We’ve all heard lots about it, but what exactly is in that highly-publicized Dodd-Frank Act?
Lots of things. For starters, the name of the Act is a lot longer: It’s the “Dodd-Frank Wall Street Reform and Consumer Protection Act.” Its aim is to promote financial stability through a host of new regulations and regulatory agencies, bring greater accountability to Wall Street, end bailouts, amend the Federal Reserve Act, and do other things that affect the symbiotic relationship between Wall Street and Washington.
That was the much-publicized part of the Act.
But now that the details are getting out there, we know that, like all things that come out ofWashington, the impact will be felt in local communities, especially among community banks.
Among other things, Title XIV of the Act amends the federal Truth in Lending Act, which applies to all banks. In my opinion, the biggest change for local banks is found in Section 129 of the Act, which requires a residential mortgage lender to make a reasonable, good faith determination, based on verified and documented information, that a borrower can repay his or her loan and all applicable taxes and insurance, as well as any other loans secured by the same house (unless the lender doesn’t know about the other loans, which would be rare, due to the customary use of mortgage title insurance).

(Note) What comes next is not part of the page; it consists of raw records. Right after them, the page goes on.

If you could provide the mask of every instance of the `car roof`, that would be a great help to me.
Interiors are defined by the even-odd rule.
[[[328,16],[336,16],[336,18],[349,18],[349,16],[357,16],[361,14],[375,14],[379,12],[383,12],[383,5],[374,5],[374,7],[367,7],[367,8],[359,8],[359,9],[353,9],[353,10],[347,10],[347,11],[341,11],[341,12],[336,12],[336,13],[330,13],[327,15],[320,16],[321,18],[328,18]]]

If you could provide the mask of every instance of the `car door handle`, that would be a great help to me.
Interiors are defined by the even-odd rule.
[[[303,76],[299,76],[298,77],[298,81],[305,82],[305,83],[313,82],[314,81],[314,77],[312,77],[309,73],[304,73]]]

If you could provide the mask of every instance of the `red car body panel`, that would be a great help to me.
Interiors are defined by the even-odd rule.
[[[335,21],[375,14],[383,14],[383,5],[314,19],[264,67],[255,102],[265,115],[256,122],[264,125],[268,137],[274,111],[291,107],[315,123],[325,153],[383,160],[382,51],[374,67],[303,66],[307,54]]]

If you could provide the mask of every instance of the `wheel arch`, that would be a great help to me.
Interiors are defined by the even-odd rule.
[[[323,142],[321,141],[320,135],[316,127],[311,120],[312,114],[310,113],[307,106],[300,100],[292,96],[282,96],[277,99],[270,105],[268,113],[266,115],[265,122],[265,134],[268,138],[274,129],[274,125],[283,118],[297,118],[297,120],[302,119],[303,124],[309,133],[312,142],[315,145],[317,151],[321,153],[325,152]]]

Any responsible lender, of course, always first determines that a consumer can repay a loan, but previously, the bank’s penalty for making a mistake in such a determination was limited to the obvious: a bad loan on the books and related losses (plus, if it had sold the mortgage loan to Freddie Mac or Fannie Mae, the agency might try to make the bank reimburse it for its losses). Now, the bank could be exposed to civil damages and attorney fees if it makes such a mistake.
There are, however, various exceptions to this new obligation. The biggest exception: qualified mortgages. If a bank makes a “qualified mortgage” loan, then it doesn’t have to meet the Section 129 requirement to make a good faith determination that a borrower can repay.

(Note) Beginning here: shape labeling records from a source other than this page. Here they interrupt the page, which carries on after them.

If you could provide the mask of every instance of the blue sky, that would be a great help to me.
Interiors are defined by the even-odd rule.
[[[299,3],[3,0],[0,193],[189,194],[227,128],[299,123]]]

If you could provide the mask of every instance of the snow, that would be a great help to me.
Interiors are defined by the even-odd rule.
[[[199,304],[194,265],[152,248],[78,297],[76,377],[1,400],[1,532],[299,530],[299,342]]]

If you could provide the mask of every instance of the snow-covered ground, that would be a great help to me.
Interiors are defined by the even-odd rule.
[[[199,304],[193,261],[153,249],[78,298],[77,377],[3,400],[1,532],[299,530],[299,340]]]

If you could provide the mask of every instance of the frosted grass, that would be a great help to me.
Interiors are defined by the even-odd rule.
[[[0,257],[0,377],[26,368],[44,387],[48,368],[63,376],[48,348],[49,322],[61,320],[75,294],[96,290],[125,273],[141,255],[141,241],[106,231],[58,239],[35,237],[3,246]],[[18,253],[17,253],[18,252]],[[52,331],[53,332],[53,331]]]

So what is a “qualified mortgage”?
It’s a term defined by the statute. It basically means a conventional mortgage that meets a slew of requirements. Among other things, in order to be a “qualified mortgage,” the loan:
*cannot allow deferral of principal payments,
*cannot result in negative amortization,
*cannot have a balloon payment,
*must be based on verified and documented income and asset information,
*must be underwritten based on fully-amortizing payments,
*cannot have points and fees that exceed 3% of the loan amount,
*cannot have a term that exceeds 30 years,
*and, if subject to an adjustable interest rate, must be underwritten at the maximum rate permissible during the first five years of the loan.
That’s a lot to follow, but I wouldn’t be surprised if lenders start fashioning all their mortgage loans in a way that would make them “qualified mortgages.” To the extent they vary a mortgage loan in a way that takes it outside of the “qualified mortgage safe harbor,” they’re taking a big risk.
The result is that community banks are being pressured into a “one-size-fits-all” approach. That’s frustrating. Most community banks made responsible loans during the aughts (and to the extent they didn’t, it was often because Washington pressured them into reducing their lending standards — which is an entirely different story and beyond the scope of this piece). Yet they’re all being punished and pushed into the “qualified mortgage” approach. If they don’t use qualified mortgages, they’re opening themselves up to claims (including invalid claims brought by unscrupulous lawyers).
And on top of all that, Congress implemented a further unique twist: If a lender make a non-qualified mortgage and fails to properly make and document the determination that a borrower can repay, the borrower may assert a claim for violation the Act at any time the lender commences foreclosure. Many mortgages continue for 30 years, so there’s a chance a claim for violating Section 129 could live for thirty years. This effectively creates a 30-year statute of limitation.
That, to the best of my knowledge, is unprecedented, and it creates a minefield of future liability for your community bank.
Strange times create strange laws.
And the Beltway rarely limits its aim to its claimed target.